I am poor. I drown in debt daily. I am unable to be fiscally responsible due to a series of poor financial decisions in my past. I am in contact with my financial institutions, but seemed to have stretched my bridges with them to the limit. Tension rises each and every day as less and less of my payments go towards principal. As I have been given victory over sin and death by our savior, my eternal debt to God has been paid. However, my debtors here on earth are a bit less forgiving.

If I may challenge you, my challenge is this:

Does my own personal fiscal responsibility permit me to not financially support mission work?

Think about it. If I am the poor, there is a thin line between those I should help, and those I clearly shouldn't. I believe whole heartedly that my story is evidence of the topic at hand.

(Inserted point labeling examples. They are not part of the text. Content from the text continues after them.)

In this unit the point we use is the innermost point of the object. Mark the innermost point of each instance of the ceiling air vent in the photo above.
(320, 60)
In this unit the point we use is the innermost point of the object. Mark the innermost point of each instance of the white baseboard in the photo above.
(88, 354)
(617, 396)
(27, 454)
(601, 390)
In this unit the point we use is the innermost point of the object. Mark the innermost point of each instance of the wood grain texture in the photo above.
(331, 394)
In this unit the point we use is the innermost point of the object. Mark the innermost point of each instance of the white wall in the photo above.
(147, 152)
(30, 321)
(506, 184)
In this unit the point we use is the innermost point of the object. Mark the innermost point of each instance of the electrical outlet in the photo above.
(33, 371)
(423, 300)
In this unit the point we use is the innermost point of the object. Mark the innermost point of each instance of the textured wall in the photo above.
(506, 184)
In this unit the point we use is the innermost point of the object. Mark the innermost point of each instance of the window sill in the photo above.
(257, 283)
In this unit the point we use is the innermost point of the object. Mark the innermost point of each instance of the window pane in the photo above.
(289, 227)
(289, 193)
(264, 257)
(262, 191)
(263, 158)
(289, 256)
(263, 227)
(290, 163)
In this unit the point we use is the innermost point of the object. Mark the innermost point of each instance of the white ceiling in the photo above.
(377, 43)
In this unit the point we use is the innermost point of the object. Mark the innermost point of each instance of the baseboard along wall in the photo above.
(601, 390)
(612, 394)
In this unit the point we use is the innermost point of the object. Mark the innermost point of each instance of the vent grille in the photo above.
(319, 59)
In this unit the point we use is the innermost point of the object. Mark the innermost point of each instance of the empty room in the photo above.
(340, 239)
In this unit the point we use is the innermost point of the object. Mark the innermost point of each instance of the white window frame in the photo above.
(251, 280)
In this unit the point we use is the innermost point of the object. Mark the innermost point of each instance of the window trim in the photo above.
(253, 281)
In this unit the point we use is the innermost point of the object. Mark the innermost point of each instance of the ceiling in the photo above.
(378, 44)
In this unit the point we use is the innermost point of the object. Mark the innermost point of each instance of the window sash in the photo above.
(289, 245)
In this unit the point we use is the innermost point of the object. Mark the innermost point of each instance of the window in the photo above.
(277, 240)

I packed up all I owned, and relocated to a domestic mission front. Children and youth were able to see and experince the Gospel (and some learned to believe it). However, during that time, I made poor financial decisions that have crippled so much ministry that could be happening today. Don't get me wrong, I followed Christ to that work, but sometime while I was there, I stopped. Even if it was but for just a moment. The good news though, is that when God began calling me elsewhere, He blessed that ministry to the point that my mission was completed. The local church now has several established and locally supported childrens and youth programs.

Bottom line: we can live in the shoulds, or we can live in the present. And in my mind, living in the shoulds is kinda like my children and youth mission, but I failed to live in the present, thus acquiring 10k in credit card and various other debts.
As long as we live in the present, following Christ, He will take us on whatever mission He wants. But to circumvent His authority as King of our lives, that's just plain not cool.

11:56 AM EST  
Anonymous Anonymous said...

"It may seem a paradox to say that a man may be transported with joy to discover that he is in debt. But this is only because in commercial cases the creditor does not generally share the transports of joy; especially when the debt is by hypothesis infinite and therefore unrecoverable.

...debt and dependence do become pleasure in the presence of unspoilt love... it is the highest and holiest of the paradoxes that the man who really knows he cannot pay his debt will be forever paying it. He will be forever giving back what he cannot give back, and cannot be expected to give back. He will always be throwing things away into a bottomless pit of unfathomable thanks.

The truth is in that riddle; that the whole world has, or is, only one good thing; and it is a bad debt."

G.K. Chesterton in his Biography of
St. Francis of Assisi. ch. 5

12:43 AM EST  
Blogger Marilyn said...

"This leads to a representative structure wherein those who are serious about the mission represent the rest of us who know we should be serious about it too."

You say the truth here. It is my own experience, even though I am often one of the engaged ones. Sometimes I just (almost consciously) let others do it.

And I couldn't agree with you more about the should-must motive. It is adolescent ... immature, and doesn't hold you for the long haul. It drives us into a way of life that is heavily obliged and not lifegiving. "Doing the work of God destroys the work of God in us."

Really, the should-must is about our own competancy, our own resources and abilities. It feeds into pride. And we can do a lot on our own.

I have too much experience in this. Sadly.